Then there they were, in a sprawling dining room with Doc and Mars and their target all bunched together on heavy, elaborate dining chairs, tied up in a circle. 

“Put down your weapons,” said the nice man in the nice suit with his gun to Doc’s bagged head, the mezzanine around the top of the room outlined in armed guards. “Get down on your knees.” So they did; Deckard nodded and they did it slowly, going down to the tiled floor. And as the nice man in the nice suit relaxed, Deckard whipped a knife through the air and straight into his wrist - he guessed there was more of Lee Christmas in him than he’d realised. The gun dropped; the man screamed; they scooped up their guns and in six seconds flat all those lovely armed guards were on the floor, too.

“What just happened?” Doc asked. “That you, Barney?”

“Yeah, Doc, it’s me,” Barney said, and he pulled the damn bag off Doc’s head. Deckard handed him a knife to Barney who set about the zip ties around Doc’s wrists and ankles then moved on to Mars while Deckard and Owen checked the corpses were all really corpses, putting a round in each head. Maybe it was overkill but he caught Owen watching him and he wouldn’t’ve stopped if he’d been paid.

Deckard radioed out to Caesar, told him to take the fellas and head back to the plane and they’d follow, they’d got Doc and Mars and they might even be getting paid ‘cause they’d laid hands on the target and Barney, right then, pulled the bag off said target’s head, cut through the zip ties, let him pull off his gag. He should’ve known it’d come, their line of work, their clientele, but fuck. Really; fuck. 

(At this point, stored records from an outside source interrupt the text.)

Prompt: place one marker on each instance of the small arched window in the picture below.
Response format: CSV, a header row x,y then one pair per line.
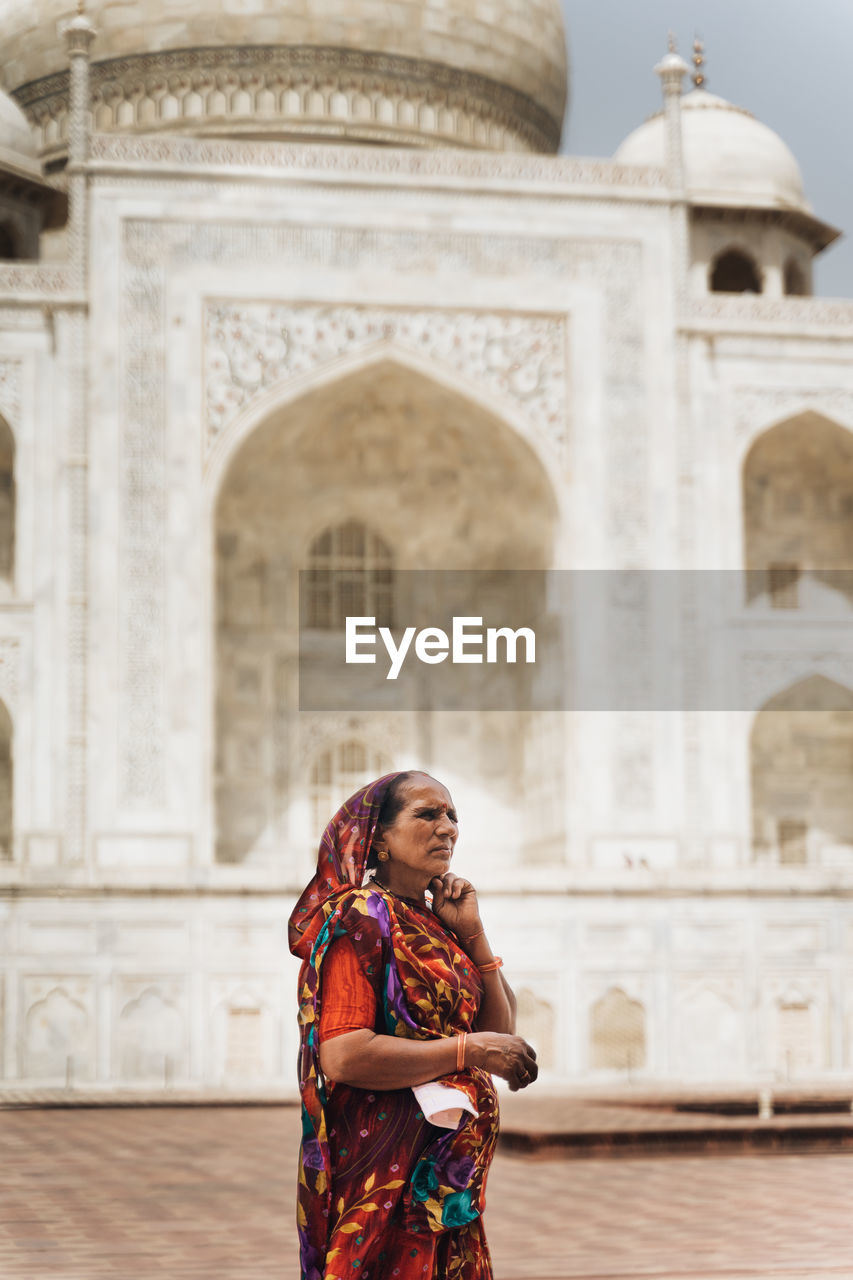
x,y
796,279
350,574
7,507
337,773
7,767
735,272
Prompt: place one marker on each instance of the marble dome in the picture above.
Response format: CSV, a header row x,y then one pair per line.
x,y
480,73
730,158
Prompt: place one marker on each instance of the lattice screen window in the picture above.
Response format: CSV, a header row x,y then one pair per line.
x,y
792,833
350,574
337,773
783,583
617,1033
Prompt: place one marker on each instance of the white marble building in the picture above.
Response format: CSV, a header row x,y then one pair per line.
x,y
274,278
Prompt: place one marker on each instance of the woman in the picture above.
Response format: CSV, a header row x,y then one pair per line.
x,y
395,993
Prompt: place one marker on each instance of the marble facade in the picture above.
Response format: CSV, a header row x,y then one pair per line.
x,y
272,339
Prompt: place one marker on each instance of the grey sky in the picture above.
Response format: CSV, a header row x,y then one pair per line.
x,y
785,60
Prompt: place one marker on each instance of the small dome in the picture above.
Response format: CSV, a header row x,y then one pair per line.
x,y
482,73
18,145
730,158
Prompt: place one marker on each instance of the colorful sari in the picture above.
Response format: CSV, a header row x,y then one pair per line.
x,y
383,1194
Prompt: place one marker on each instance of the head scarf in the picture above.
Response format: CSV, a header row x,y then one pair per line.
x,y
342,862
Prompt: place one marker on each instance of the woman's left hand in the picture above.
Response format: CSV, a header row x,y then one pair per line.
x,y
455,904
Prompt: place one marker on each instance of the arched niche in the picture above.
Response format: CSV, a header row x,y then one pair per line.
x,y
616,1033
735,272
798,510
7,771
802,773
8,246
337,772
7,508
350,571
796,282
423,470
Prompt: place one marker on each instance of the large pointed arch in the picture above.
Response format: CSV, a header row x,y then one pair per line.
x,y
797,503
801,759
381,355
436,472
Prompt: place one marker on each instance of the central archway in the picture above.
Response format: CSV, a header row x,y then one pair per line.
x,y
388,464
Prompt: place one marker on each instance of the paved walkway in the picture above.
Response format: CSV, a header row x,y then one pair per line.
x,y
208,1194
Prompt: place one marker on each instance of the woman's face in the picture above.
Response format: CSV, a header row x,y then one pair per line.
x,y
425,830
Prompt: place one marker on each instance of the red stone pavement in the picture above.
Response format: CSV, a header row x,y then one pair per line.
x,y
208,1193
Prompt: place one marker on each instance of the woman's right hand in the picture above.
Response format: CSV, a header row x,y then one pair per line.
x,y
507,1056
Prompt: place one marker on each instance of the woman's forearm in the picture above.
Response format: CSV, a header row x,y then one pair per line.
x,y
370,1061
497,1008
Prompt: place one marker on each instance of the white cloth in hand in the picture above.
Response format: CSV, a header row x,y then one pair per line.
x,y
442,1105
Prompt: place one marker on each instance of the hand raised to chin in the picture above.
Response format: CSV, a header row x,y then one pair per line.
x,y
455,904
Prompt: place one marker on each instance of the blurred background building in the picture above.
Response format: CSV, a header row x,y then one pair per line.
x,y
308,287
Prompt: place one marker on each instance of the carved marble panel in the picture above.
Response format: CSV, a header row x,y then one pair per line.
x,y
519,357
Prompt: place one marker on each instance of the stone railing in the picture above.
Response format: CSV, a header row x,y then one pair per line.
x,y
737,311
172,150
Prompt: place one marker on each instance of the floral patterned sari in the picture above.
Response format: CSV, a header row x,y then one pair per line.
x,y
383,1194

“Barney Ross,” said Mr Nobody, as he stood from his chair and dusted down his suit with both hands. He pulled sunglasses from his top jacket pocket like a proper wanker and slipped them on despite the fact they were still indoors. “Drummer sent you?”

“Yeah, something like that,” Barney said. “Look, I don’t mean to cramp your style but we’re running short on time. Could we get your spook ass outta here?”

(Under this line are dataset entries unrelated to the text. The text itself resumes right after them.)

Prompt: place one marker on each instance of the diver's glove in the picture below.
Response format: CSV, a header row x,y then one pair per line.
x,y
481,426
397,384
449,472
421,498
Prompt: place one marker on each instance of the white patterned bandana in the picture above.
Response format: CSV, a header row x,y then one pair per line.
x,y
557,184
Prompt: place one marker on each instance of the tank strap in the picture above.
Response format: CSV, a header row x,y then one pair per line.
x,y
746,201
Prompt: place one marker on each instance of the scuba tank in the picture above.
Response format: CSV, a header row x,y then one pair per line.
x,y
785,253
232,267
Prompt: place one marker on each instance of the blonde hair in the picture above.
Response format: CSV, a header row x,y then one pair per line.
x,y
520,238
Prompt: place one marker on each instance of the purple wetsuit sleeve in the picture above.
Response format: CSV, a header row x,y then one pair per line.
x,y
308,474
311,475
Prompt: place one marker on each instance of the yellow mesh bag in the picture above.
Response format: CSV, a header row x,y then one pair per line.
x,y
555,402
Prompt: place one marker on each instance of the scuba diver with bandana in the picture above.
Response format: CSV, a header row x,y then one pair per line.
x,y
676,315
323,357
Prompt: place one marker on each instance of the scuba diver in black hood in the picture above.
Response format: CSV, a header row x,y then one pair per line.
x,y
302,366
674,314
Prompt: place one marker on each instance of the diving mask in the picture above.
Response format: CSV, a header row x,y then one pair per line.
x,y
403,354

“By all means,” said the spook, with a wide, gracious half-bow. But then his gaze lit on Owen and he nudged his shades down his nose. “My, my, if it isn’t Owen Shaw.” Owen’s eyes narrowed and Deckard knew he was fucked because the bastard son of a whore turned to him next. If he hadn’t needed to reload, he might’ve shot him then and there. “ _Deckard_ Shaw. Drummer must be getting desperate in his old age.” 

“You’re one to talk, gramps,” Deckard said, before anyone else could say anything else. “Get your arse in gear.” 

And so they left. They trooped out of there with Doc and Mars giving each other a damn weird look as Doc mouthed _Deckard?_ and Barney shot him a glance that told him _let’s get outta here, we’ll sort out this shitstorm later_. He didn’t look at Owen. He couldn’t look at Owen. 

They went back to the plane, through the forest, through the acres of mud. He was covered in blood that wasn’t his. He wondered if Owen remembered.

\---

Israel had been a fucking mess. 

He’d been in Turkey when he’d heard, out on an op. He’d turned on his mobile and he waited for voicemail and there it was, thirty seconds of shit that made his stomach turn as he shoved his nails into his palms so hard he bruised himself. Owen’d been captured by some fucking no-name terrorist organisation that frankly Deckard had never heard of before and never did again after, and that phone call was all he had to go on, a surreptitious pocket dial while the fuckers took his little brother hostage. Thank Christ Owen’d had training ‘cause he got in all the pertinent details, rapid-fire, before the call beeped to an end. They’d found the phone. They’d probably stepped on the phone.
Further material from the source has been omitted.